Siempre habíamos asociado la luz al ruido, por eso resulta tan extraño caminar bajo las farolas y que nuestros pasos resuenen en la madrugada como los cascos de los caballos. Dentro de la ciudad, el silencio se hace especialmente espeso, mucho más que en el monte, como si estuviera concentrado entre las casas. Todo lo que no hace ruido termina haciendo más silencio. Diría que entre los edificios sentí una soledad mayor que en los bosques, si no fuera porque, en realidad, no tengo ni puta idea de lo que es la soledad y únicamente me centraba en no perder de vista su culito blanco.

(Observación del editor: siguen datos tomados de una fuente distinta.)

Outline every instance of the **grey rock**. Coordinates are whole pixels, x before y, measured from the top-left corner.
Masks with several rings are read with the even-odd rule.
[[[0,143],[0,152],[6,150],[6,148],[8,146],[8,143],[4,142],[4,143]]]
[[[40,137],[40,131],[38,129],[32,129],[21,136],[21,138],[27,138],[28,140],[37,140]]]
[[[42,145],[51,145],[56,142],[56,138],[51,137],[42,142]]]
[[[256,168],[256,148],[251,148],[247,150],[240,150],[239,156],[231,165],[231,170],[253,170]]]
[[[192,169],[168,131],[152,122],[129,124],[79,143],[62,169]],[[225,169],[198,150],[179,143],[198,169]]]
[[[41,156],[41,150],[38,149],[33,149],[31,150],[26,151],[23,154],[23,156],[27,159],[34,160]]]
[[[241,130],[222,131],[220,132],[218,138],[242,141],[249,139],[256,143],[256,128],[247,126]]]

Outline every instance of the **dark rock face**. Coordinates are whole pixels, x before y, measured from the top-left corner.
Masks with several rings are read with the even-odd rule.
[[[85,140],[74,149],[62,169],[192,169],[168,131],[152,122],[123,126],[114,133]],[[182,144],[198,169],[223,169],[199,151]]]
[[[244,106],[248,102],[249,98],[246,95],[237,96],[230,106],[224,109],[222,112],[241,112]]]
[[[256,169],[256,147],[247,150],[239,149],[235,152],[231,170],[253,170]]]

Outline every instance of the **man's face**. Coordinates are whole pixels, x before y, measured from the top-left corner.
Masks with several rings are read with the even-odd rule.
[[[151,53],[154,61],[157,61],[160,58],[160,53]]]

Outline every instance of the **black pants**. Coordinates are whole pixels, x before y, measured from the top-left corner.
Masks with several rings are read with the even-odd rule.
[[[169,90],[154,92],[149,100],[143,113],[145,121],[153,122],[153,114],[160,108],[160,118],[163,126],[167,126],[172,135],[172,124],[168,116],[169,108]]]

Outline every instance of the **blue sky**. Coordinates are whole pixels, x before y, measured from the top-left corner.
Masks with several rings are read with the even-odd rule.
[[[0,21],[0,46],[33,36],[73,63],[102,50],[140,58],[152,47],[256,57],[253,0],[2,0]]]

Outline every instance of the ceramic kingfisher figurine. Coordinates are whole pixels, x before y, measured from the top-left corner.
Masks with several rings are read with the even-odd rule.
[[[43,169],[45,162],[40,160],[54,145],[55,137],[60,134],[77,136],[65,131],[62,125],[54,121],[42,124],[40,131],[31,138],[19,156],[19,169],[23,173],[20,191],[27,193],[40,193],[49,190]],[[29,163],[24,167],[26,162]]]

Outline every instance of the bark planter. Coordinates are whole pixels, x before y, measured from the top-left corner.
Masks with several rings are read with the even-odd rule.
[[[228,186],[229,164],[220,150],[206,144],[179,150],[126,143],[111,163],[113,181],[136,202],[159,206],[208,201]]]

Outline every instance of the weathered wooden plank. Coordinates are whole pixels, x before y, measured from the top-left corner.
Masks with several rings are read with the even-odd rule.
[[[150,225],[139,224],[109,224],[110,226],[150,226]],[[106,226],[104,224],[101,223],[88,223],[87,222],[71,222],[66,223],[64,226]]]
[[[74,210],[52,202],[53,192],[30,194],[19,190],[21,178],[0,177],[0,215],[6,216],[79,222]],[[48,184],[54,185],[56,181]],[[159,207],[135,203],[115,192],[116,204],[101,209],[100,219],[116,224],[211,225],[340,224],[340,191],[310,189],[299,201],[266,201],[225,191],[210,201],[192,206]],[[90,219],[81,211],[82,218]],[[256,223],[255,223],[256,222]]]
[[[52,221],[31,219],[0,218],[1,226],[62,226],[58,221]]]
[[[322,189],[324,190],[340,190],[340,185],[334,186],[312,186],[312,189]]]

Lo miro tanto que le busco formas, como otros hacen con las nubes. A veces pienso que tiene forma de corazón invertido o que le amaga con salir un rabo donde le termina la columna vertebral, pero deben de ser cosas mías. En el monte, con sus saltitos, luce tan hermoso que me paso la vida temiendo que aparezca otro macho, porque creo que todos los corzos del mundo también se van rendir a su olor y cada día tengo más miedo a perderla, pero en la ciudad resulta aún más atractiva, caminando elegante por las aceras, un estiloso reflejo en los escaparates. Sé que no debería dejarme llevar por sus locuras, que nunca debí acompañarla hasta aquí, sé que me oculta algo, pero se para frente a mí, me deja acercarme, la escucho rumiar, su aroma se hace más intenso… y me cargo de electricidad. Creo que me lo está pidiendo, aquí, ahora, que no estoy fantaseando, que caminar por la ciudad le ha traído de repente el celo. Estiro el cuello. Saco pecho. Podría acertar con los ojos cerrados. Voy.
Sonó el disparo. Un cazador la abatió desde un tercero a la altura de la avenida Independencia. Salió gente a todas las ventanas, contemplando la escena a través de sus teléfonos. «¿Qué te molestaba el bicho? ¡Tú sí que eres un animal!», le gritó una señora. «Hay que sangrarlo pronto, que se nos estropea la carne», dijeron desde otro balcón. No sabía hacia dónde estaba el bosque, pero tampoco pensé nunca en salir corriendo. Ella temblaba sobre el asfalto. Avancé hacia su culito blanco, que ya empezaba a teñirse de sangre, y no sé si escuché antes mi disparo o el comentario repetido: «Si pasa la corza, detrás va el corzo».